Life
5 Reasons You NEED To Take Your Vacation Time
Well, here's a sobering new statistic that proves we're all ridiculously overworked: Apparently, more than half of Americans haven't taken a vacation in the past year. In fact, apparently 56 percent of the country hasn't taken a vacation in the past 12 months — and even worse, the problem seems to be getting worse: the figure is up from 52 percent the previous year, according to a survey by insurance company Allianz Global Assistance.
The fine print is that the insurance company bizarrely defined a vacation as at least a weeklong trip of at least 100 miles away (vacation time aside, how often can anyone afford to do that annually?), but it echoes other surveys that find Americans leave an average of five days of vacation time unused. In a word: gross. Guys, your vacation time is there for a reason! It is a part of your compensation, just like your health care or salary. Believe me, I know that many companies pressure employees not to use any of their time off (or even, immorally, to take a sick day when they need it), but this is an incredibly toxic practice that deserves pushback. Not only are people better employees after they've had some time off to recharge, but people are better people when they have leisure time.

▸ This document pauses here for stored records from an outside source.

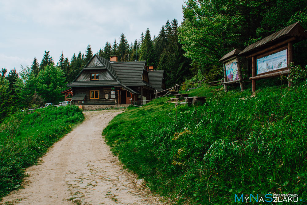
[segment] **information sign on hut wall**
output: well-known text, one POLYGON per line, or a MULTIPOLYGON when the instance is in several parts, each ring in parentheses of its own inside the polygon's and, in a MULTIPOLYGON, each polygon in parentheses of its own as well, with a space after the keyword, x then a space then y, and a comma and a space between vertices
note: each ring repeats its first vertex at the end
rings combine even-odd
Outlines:
POLYGON ((226 63, 225 66, 227 82, 239 80, 239 73, 238 72, 238 65, 236 59, 226 63))
POLYGON ((257 59, 257 74, 286 68, 287 49, 257 59))

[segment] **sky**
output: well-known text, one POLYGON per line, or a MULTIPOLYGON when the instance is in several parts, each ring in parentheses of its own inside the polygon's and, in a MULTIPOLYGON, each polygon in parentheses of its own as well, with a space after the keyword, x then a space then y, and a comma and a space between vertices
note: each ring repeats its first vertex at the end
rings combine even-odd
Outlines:
POLYGON ((21 65, 40 62, 45 50, 55 62, 62 52, 70 60, 94 53, 107 41, 118 42, 122 33, 129 44, 149 29, 157 35, 168 19, 182 21, 184 0, 2 1, 0 2, 0 68, 8 73, 21 65))

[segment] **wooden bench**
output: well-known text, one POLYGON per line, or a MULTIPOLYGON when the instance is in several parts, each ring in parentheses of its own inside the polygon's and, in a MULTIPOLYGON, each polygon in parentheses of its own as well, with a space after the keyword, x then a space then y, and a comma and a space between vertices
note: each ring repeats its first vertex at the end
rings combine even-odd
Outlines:
POLYGON ((212 82, 208 82, 208 83, 209 84, 209 85, 207 85, 209 87, 211 87, 211 86, 216 86, 216 85, 222 85, 222 82, 224 80, 221 80, 220 81, 212 81, 212 82))
POLYGON ((189 94, 190 94, 189 93, 187 93, 186 94, 184 94, 181 93, 179 94, 176 94, 175 95, 174 95, 174 96, 176 96, 176 97, 179 97, 179 98, 181 98, 183 99, 186 97, 189 97, 188 95, 189 94))
POLYGON ((196 104, 202 105, 206 102, 205 97, 194 96, 185 97, 185 102, 188 105, 194 105, 196 104))

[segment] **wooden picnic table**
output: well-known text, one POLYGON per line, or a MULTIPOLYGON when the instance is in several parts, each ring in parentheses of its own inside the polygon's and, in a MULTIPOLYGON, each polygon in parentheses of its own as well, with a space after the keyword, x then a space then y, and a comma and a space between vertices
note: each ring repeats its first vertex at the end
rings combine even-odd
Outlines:
POLYGON ((186 97, 189 97, 188 95, 189 94, 190 94, 189 93, 181 93, 179 94, 176 94, 175 95, 174 95, 174 96, 176 96, 177 97, 180 97, 180 98, 184 98, 186 97))
POLYGON ((195 105, 197 102, 200 105, 204 104, 206 102, 206 98, 207 97, 204 96, 194 96, 193 97, 185 97, 185 102, 188 104, 195 105))

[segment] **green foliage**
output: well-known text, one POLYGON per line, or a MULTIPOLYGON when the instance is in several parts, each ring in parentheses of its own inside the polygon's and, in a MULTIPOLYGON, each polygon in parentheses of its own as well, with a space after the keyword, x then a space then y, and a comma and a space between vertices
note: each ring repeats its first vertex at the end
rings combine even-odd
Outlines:
POLYGON ((300 65, 294 66, 293 63, 290 63, 290 73, 288 80, 293 86, 296 86, 301 84, 302 81, 305 80, 305 84, 307 84, 307 65, 302 68, 300 65))
POLYGON ((0 125, 0 197, 19 187, 25 169, 84 118, 77 107, 68 106, 18 112, 6 119, 0 125))
POLYGON ((129 44, 127 38, 122 33, 119 37, 119 43, 118 45, 118 52, 119 54, 120 61, 126 61, 129 51, 129 44))
POLYGON ((163 98, 116 116, 103 133, 113 152, 151 190, 189 204, 235 204, 235 194, 305 196, 305 88, 252 97, 202 88, 211 96, 203 106, 176 109, 163 98))
POLYGON ((64 72, 53 65, 40 72, 37 79, 37 92, 46 102, 57 103, 63 98, 59 93, 64 89, 64 72))
MULTIPOLYGON (((209 73, 206 77, 211 81, 222 77, 220 72, 213 75, 211 70, 220 66, 219 60, 233 49, 242 50, 297 21, 307 26, 305 0, 188 0, 185 4, 179 41, 185 55, 198 64, 203 73, 209 73)), ((294 47, 302 51, 298 62, 306 65, 305 43, 294 47)))
POLYGON ((85 51, 85 58, 84 59, 84 64, 86 64, 88 62, 92 57, 93 57, 93 52, 91 48, 91 45, 89 44, 86 48, 86 51, 85 51))
POLYGON ((148 28, 147 28, 142 41, 141 46, 140 58, 141 60, 146 61, 148 65, 154 65, 155 60, 155 52, 150 32, 148 28))
POLYGON ((0 78, 0 122, 10 112, 9 108, 12 106, 13 101, 10 93, 9 81, 0 78))
POLYGON ((34 57, 33 58, 33 61, 31 66, 31 69, 32 70, 32 72, 34 74, 35 76, 37 76, 39 71, 39 65, 38 65, 38 62, 37 62, 37 59, 36 59, 36 57, 34 57))
POLYGON ((198 83, 188 84, 194 82, 202 81, 204 79, 204 75, 202 74, 200 71, 199 70, 197 75, 196 75, 189 79, 188 79, 188 78, 186 79, 185 81, 183 83, 183 84, 186 85, 184 85, 181 87, 180 90, 184 91, 189 88, 198 86, 198 83))
POLYGON ((182 45, 178 42, 178 22, 168 19, 154 41, 157 53, 158 70, 164 71, 166 87, 181 84, 185 78, 190 77, 191 59, 184 56, 182 45))
POLYGON ((37 78, 33 70, 28 66, 21 66, 21 68, 19 77, 14 88, 18 100, 17 105, 20 108, 28 107, 37 86, 37 78))
MULTIPOLYGON (((35 58, 35 57, 34 57, 35 58)), ((33 65, 35 65, 35 61, 34 61, 35 59, 33 60, 33 65)), ((54 63, 53 62, 53 59, 52 58, 52 57, 50 56, 49 54, 49 51, 45 51, 45 53, 44 54, 44 56, 43 57, 43 59, 41 60, 41 64, 39 66, 39 70, 38 71, 39 72, 40 72, 41 71, 43 70, 45 68, 45 67, 46 66, 48 65, 51 65, 52 64, 54 64, 54 63)), ((35 69, 33 69, 33 72, 34 72, 35 74, 36 73, 36 71, 35 69)))

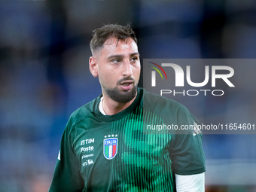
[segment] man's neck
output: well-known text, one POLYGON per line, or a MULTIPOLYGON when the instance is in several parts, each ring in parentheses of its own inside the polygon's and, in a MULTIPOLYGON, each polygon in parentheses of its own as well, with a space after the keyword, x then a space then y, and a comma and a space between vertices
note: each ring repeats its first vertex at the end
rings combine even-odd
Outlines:
POLYGON ((132 100, 126 103, 121 103, 114 101, 105 94, 103 94, 102 108, 104 112, 107 115, 112 115, 122 111, 123 110, 128 108, 133 102, 133 101, 136 98, 137 93, 132 100))

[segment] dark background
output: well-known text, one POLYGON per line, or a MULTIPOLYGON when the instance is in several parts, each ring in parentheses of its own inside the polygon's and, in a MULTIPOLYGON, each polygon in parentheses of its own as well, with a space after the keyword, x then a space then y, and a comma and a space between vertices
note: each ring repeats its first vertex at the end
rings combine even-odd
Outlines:
MULTIPOLYGON (((131 22, 142 63, 245 59, 256 55, 255 18, 254 0, 1 1, 0 191, 47 190, 69 115, 101 92, 88 69, 92 30, 131 22)), ((254 66, 239 69, 254 76, 254 66)), ((245 98, 182 104, 202 111, 200 121, 235 121, 234 111, 254 118, 255 81, 242 79, 245 98)), ((255 135, 203 139, 206 191, 256 191, 255 135)))

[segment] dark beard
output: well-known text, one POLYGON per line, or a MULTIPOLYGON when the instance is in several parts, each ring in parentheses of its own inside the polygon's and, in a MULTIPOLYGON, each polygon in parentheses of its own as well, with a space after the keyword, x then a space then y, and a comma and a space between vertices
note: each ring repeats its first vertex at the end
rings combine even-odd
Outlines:
POLYGON ((117 87, 113 89, 105 90, 105 93, 108 96, 114 101, 121 103, 127 103, 136 96, 137 85, 134 84, 132 90, 123 93, 121 93, 117 87))

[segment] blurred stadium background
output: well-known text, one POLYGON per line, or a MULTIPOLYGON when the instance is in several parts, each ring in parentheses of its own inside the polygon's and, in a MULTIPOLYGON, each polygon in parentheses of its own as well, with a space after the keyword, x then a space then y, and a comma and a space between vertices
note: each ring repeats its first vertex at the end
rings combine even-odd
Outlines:
MULTIPOLYGON (((47 191, 69 115, 101 91, 88 70, 92 30, 131 22, 142 63, 246 59, 256 56, 255 18, 254 0, 1 1, 0 191, 47 191)), ((245 84, 255 69, 241 67, 245 84)), ((183 104, 203 122, 234 120, 234 111, 255 120, 251 87, 245 98, 183 104)), ((255 135, 206 135, 203 145, 206 191, 256 191, 255 135)))

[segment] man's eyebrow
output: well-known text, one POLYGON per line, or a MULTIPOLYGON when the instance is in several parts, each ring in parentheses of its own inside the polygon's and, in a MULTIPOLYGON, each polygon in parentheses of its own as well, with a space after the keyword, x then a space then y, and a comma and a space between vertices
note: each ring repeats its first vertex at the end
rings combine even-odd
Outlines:
POLYGON ((107 56, 107 58, 113 58, 113 57, 123 57, 124 55, 118 55, 118 54, 115 54, 115 55, 111 55, 107 56))
POLYGON ((134 52, 130 54, 130 56, 134 56, 134 55, 139 55, 139 53, 138 52, 134 52))
MULTIPOLYGON (((135 55, 139 55, 139 53, 138 52, 134 52, 131 54, 130 54, 130 56, 135 56, 135 55)), ((114 57, 124 57, 124 55, 119 55, 119 54, 114 54, 114 55, 111 55, 107 56, 108 59, 111 59, 111 58, 114 58, 114 57)))

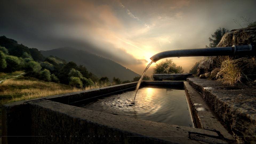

Need more convincing before working up the nerve to ask your boss? Here are five reasons why you should get out of town:
1. Leisure Keeps You Human
One of my favorite (yet disgustingly named) newsletters, Brain Pickings, featured German philosopher Josef Pieper's Leisure, the Basis of Culture in their most recent issue. I loved what Pieper wrote about leisure as an essential part of humanity:
The simple “break” from work — the kind that lasts an hour, or the kind that lasts a week or longer — is part and parcel of daily working life. It is something that has been built into the whole working process, a part of the schedule. The “break” is there for the sake of work. It is supposed to provide “new strength” for “new work,” as the word “refreshment” indicates: one is refreshed for work through being refreshed from work.
Leisure stands in a perpendicular position with respect to the working process… Leisure is not there for the sake of work, no matter how much new strength the one who resumes working may gain from it; leisure in our sense is not justified by providing bodily renewal or even mental refreshment to lend new vigor to further work… Nobody who wants leisure merely for the sake of “refreshment” will experience its authentic fruit, the deep refreshment that comes from a deep sleep.
[...] Leisure is not justified in making the functionary as “trouble-free” in operation as possible, with minimum “downtime,” but rather in keeping the functionary human … and this means that the human being does not disappear into the parceled-out world of his limited work-a-day function, but instead remains capable of taking in the world as a whole, and thereby to realize himself as a being who is oriented toward the whole of existence.
Forgive the lengthy block quote, but isn't that wonderful? We talk so much about vacations as a way to be better at work that it's easy to forget that vacations also make you a better, smarter, more curious and playful human being "capable of taking in the world as a whole."
2. Vacations Make You Smarter
I don't know about you, but I get a lot more reading done on vacations than in my day-to-day life. Plane rides, beach days, and sleepless nights at hostels create hours of uninterrupted reading time – without time off, I don't know how I would have gotten through doorstop-sized books like Gravity's Rainbow and The Wind-Up Bird Chronicle (brag brag brag). And reading through books in one sitting is an entirely different experience than reading in fits and starts – you enjoy the story a lot more instead of going, "Wait, who's this guy again?"
It's not just beach reading, though – even imagining travel to other places makes you smarterthrough enabling psychological distance. Somehow, imagining yourself in other places makes you more creative and self-aware.
3. You're Going to Die Someday
Too morbid for you? Well, tough! You're going to be so dead someday! Way more dead than you even realize! And if that should happen tomorrow, or a year from now, or 20 years from now, or 50 years from now – do you want to be the kind of person who has never been to South America just because your mean boss at a job you want to leave really wanted you around 24/7? So many people have places in their minds that they've always wanted to visit and never got to – save up just a little bit of money and this is a regret you can avoid.
4. It's the Only Way to See Your Best Friends from College
Chances are, some of the people you got close to from high school, college, old jobs, or childhood have now moved far away. Sure, you can keep in touch through the Internet or even (gasp) calling them on the phone, but it's not the same thing as actually visiting them. Plus, not only do you get to see the woman who still has the other half of the plastic Best Friends Forever bracelet you got in 4th grade, but you'll probably get a free place to crash during your vacation as well! Score!
5. You'll Have Fun
It's a simple reason, for sure. But so many people – particularly women, unfortunately – tend to put other people's needs before their own. Having fun is a need, and it is important, and it should be reason enough for you. Respect and love yourself enough to take some time off and unplug! Honestly, your boss will survive.